Laced with Love


A generation ago, her family left their homeland.

A new life in a new country.

Today, her generation was returning.

For her entire life, she’d watched the aged hands of her Grandmother as they twisted and knotted threads to make beautiful lace. All the while, her Grandmother had told her stories of the homeland so far from the country and city where they now lived. Grandmother had told of the castle that overlooked the world. One day, she had vowed, she would see that castle of dreams and marry her prince.

Today, as she stood in the castle tower and looked out at the world, she smiled a smile that came from her very soul. Today, she remembered each and every story as her fingers gently glided over the treasured lace. Today, she would wear the wedding gown her Grandmother had so lovingly labored to make. Today, she would marry her Prince.

wc: 152

My humblest apologies for going over the word count this week by 2.  “What Pegman Saw” is a grand writing adventure taken via Google maps. It is hosted each week at: . The goal is to write a 150 word or less story that corresponds with the location of the week, taken from either the street view, or google images. If you care to join us on the adventure, feel free to follow the link!


Author’s Note: Sometime back, I was looking for a lace-making video for another form of lace, when I ran across this video series on how to make Armenian Needle Lace. I have often seen such laces in the antique stores and always admired it’s intricate details. I am easily fascinated by such “lost arts”. I haven’t tried it, yet… always and ever forgetting to take my needles and thread with me when I go out for internet. So, today, when I saw Pegman was taking us to Armenia, I just couldn’t resist writing a story about lace. My own Grandmother was fond of crochet and I learned the craft from her. I still have a small doily she made that I carried wrapped around my bouquet at my own wedding to my “Prince’.  So, just in case you might be interested in learning an old, beautiful craft, here’s a Youtube Video for you …

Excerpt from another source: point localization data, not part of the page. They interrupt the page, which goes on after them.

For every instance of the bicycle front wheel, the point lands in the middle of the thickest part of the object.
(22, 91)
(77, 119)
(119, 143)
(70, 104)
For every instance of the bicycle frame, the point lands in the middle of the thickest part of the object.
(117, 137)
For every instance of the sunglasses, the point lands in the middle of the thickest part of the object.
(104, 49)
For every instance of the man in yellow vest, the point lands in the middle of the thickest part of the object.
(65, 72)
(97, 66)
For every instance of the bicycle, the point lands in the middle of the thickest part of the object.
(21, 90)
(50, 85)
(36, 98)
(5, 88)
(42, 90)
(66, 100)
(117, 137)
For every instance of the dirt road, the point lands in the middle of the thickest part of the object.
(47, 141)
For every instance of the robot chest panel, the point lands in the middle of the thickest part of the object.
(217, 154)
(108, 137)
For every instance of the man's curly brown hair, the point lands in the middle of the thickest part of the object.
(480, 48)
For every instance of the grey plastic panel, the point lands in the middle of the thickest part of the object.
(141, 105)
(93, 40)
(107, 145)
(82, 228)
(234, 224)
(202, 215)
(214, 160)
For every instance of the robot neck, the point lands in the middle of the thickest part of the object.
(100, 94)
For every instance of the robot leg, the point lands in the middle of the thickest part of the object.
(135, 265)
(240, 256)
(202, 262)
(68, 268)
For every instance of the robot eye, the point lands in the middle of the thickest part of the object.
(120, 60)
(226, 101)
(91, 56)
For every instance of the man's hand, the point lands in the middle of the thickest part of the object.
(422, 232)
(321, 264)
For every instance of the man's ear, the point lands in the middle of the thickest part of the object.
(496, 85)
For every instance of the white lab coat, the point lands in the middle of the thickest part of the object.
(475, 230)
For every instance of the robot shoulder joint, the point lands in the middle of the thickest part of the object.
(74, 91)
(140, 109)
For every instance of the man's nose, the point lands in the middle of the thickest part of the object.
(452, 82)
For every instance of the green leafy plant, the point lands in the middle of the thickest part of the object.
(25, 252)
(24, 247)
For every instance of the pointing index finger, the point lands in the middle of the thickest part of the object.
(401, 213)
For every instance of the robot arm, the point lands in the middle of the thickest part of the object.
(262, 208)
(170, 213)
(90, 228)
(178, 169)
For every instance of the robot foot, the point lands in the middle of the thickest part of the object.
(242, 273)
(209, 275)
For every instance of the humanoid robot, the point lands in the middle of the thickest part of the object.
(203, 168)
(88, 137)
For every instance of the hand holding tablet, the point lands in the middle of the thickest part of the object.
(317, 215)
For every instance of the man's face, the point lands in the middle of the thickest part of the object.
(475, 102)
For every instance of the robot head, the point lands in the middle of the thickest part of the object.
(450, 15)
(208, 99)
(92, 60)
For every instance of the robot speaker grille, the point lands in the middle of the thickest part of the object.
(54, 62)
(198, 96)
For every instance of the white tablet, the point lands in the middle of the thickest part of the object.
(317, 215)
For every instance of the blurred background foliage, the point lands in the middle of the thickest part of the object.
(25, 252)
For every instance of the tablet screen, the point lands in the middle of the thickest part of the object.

20 thoughts on “Laced with Love

  1. I’m reminded of the scene in the 2002 film “My Big Fat Greek Wedding where Toula (Nia Vardalos) is with her mother and grandmother on the eve of Toula’s wedding. It was a wonderful multigenerational moment filled his history and tradition.

    Liked by 2 people

    • And I do love making lace, myself, you’re right there. There is such a history within the threads. I love finding old pieces at antique stores and attempt to remake the same pattern with new threads… in a way, to continue the tradition. Armenian lace… I gotta learn it, now, too! 🙂

      Liked by 1 person

  2. What a delightful warm story you’ve written, Jelli. I love that she’s marrying her prince in a lace dress made for her by her grandmother. I can almost see the old lady smiling down at her from heaven!

    Liked by 1 person

  3. I love these lost arts too — not to do myself, as I haven’t the patience or skill, but to admire from others! I like how you wove it in (pun not intended) to the story about returning to the homeland; nice touch.